December 18, 2024
Elinami Mungure is breaking new ground at the Global Health Advocacy Incubator (GHAI): He coordinates the Cardiovascular Health program’s first regional campaign to advance trans fat elimination measures, in the East African Community (EAC), an intergovernmental organization of six partner states: Burundi, Kenya, Rwanda, South Sudan, Tanzania, and Uganda. Mungure, who is based in Tanzania, works closely with GHAI’s multidisciplinary team to support a coalition of civil society partners in Tanzania, Kenya and Uganda making the case for the elimination of industrially produced trans-fat from the food supply.
Mungure is a lawyer with more than ten years of policy and legal advocacy experience in the area of public health and natural resources. He previously worked with GHAI as a consultant on maternal and reproductive health in Tanzania, among the assignments. Mungure has also worked with Bloomberg Philanthropies’ maternal and reproductive health program, as an advocacy manager of the Deutsche Stiftung Weltbevölkerung (DSW), and as an advocacy and human rights outreach officer with HakiMadini Tanzania. He is a legal practitioner who is admitted to the Bar of Advocate of Tanzania.

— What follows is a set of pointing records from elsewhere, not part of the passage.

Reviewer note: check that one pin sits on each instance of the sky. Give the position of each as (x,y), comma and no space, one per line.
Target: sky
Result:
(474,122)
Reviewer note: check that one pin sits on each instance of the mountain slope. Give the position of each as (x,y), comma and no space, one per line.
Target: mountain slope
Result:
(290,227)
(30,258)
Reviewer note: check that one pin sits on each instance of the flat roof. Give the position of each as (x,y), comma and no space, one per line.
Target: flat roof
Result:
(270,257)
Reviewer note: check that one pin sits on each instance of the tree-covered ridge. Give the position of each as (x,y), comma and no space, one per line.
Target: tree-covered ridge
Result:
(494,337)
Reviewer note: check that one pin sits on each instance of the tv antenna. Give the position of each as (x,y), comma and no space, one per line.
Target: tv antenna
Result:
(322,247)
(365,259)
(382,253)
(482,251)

What drew you working as an advocate?
Soon after my graduation in 2008, I was introduced to the power of civil society to affect positive change in society by one of my lecturers and joined a local NGO working with small-scale miners and communities around a mining area in Tanzania. That first experience opened my eyes to how unjust laws or policies, or the absence of policies, can negatively affect the livelihood of a community, and cause suffering. Since then, I have felt a responsibility to utilize my legal background, strategic planning, analysis and communication to spotlight and push for legal frameworks, policies and budgets that put principles of human rights at the core.
How does your legal background inform your approach to advocacy?

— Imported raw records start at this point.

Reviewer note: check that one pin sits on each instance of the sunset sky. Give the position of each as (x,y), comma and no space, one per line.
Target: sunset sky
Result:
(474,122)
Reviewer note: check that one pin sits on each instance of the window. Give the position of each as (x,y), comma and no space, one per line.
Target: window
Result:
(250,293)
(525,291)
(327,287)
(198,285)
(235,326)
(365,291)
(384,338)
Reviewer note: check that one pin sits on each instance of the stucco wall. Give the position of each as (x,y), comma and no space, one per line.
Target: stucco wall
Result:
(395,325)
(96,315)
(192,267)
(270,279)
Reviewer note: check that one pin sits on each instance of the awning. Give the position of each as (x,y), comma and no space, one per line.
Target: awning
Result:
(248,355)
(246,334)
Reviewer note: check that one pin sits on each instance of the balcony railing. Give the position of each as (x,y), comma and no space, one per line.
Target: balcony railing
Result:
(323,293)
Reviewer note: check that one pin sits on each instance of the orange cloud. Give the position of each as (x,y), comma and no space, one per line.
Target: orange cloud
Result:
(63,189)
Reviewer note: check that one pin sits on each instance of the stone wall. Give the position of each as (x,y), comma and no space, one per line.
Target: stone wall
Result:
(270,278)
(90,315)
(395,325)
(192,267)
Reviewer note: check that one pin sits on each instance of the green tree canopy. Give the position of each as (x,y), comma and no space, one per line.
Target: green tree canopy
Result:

As a lawyer, I look at things from a legal perspective, but if an existing policy or law does not guarantee the wellbeing of a community or it deprives human rights from an individual, then it is important to advocate for change. As a lawyer, I can help by analyzing the legal context and proposing opportunities for change.

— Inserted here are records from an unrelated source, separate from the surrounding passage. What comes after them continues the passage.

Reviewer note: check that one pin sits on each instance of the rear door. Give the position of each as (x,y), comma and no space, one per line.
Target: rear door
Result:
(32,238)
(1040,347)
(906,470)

What accomplishment are you particularly proud of?
There are three: When I worked with mining communities in Tanzania, I co-produced a documentary on the life of women workers in the extractive industry. With DSW Tanzania, I was honored to conduct an analysis and author a report on family planning policies and budgets. During my time with Bloomberg Philanthropies, I facilitated policy dialogues on maternal and reproductive health and coordinated negotiations that led to the signing of a sustainability agreement between the Tanzania government and implementing partners.
What are you most excited about in your new role with GHAI?
Health is a form of human capital that is fundamental for development, and I am excited to support the creation of trans fat measures that save and improve lives in East Africa. Working through partners at countries level is exciting, since local leadership is critical to sustainable progress, I also enjoy building capacity of local partners to advocate for sustainable change.
What is your message to food and health advocates in Africa and around the world?
The work that advocates are doing in Africa and globally is fundamental; advocates should keep on doing what they do best, because through their work they are saving lives.